Ironically, this highlights one of the main issues we discuss in the post!
The Twilio Engineering blog is hosted off an external Wordpress site with a single IP that's forwarded from ngnix load balancer pool. Since the load balancers assume that the external service can fail, they won't tied resources blocking access to other parts of the site.
Evan, I just noticed that your service seems to be running on Slicehost, not the AWS colo in Virginia. Is that correct? I got the opposite impression from your post, which seems to imply that Twilio is hosted on AWS, yet managed to weather the storm because of your design decisions.

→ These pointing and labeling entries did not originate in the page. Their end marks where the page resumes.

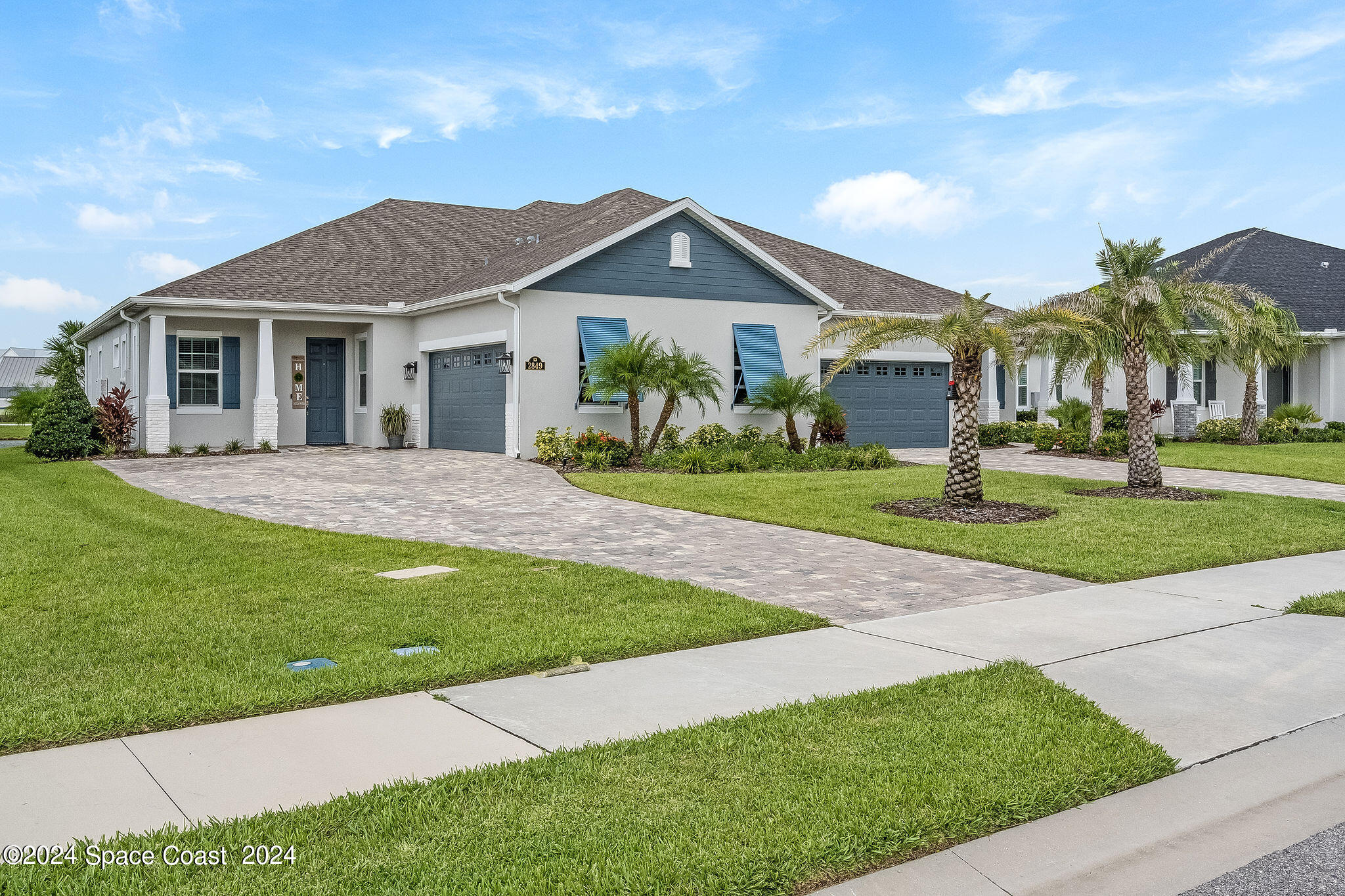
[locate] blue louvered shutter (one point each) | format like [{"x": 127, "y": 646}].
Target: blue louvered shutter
[
  {"x": 231, "y": 362},
  {"x": 759, "y": 354},
  {"x": 598, "y": 333},
  {"x": 171, "y": 359}
]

Ah, I see it now. I just got a POST from one of your servers in the AWS US-West region. Is Twilio also hosted in US-East (the region affected by today's outage), and, if so, would Twilio have stayed up if it hadn't been spread across multiple regions?
dmor, really? It looks like the blog points to AWS, as does your API?
jdyer@aleph:~ [git:master] <ruby-1.9.2>
» host api.twilio.com
api.twilio.com is an alias for public-vip374d1ca4e.prod.twilio.com.
public-vip374d1ca4e.prod.twilio.com is an alias for ec2-174-129-254-101.compute-1.amazonaws.com.
ec2-174-129-254-101.compute-1.amazonaws.com has address 174.129.254.101
----
jdyer@aleph:~ [git:master] <ruby-1.9.2>
» host www.twilio.com
www.twilio.com is an alias for public-vip29c4ab3d.prod.twilio.com.
public-vip29c4ab3d.prod.twilio.com is an alias for ec2-174-129-253-75.compute-1.amazonaws.com.
ec2-174-129-253-75.compute-1.amazonaws.com has address 174.129.253.75
DNS lookups don't tell you anything here. The way a reverse proxy works is that HTTP requests to certain URLs get turned into an HTTP client request by the web server to the 3rd party provider (for caching, URL changing, compressing, terminating SSL, and get around firewalls). You can learn about them here: http://en.wikipedia.org/wiki/Reverse_proxy
True, and I had actually misread dmors' post entirely here; I read the post as stating Twilio's blog was not reliant on AWS in anyway, which would have been a misrepresentation in my mind. However in hindsight this was not the case, and I will certainly admit when I am wrong.
We just enabled caching on the ngnix proxy to the external site hosting our Wordpress install for the engineering blog. Hopefully that should help performance.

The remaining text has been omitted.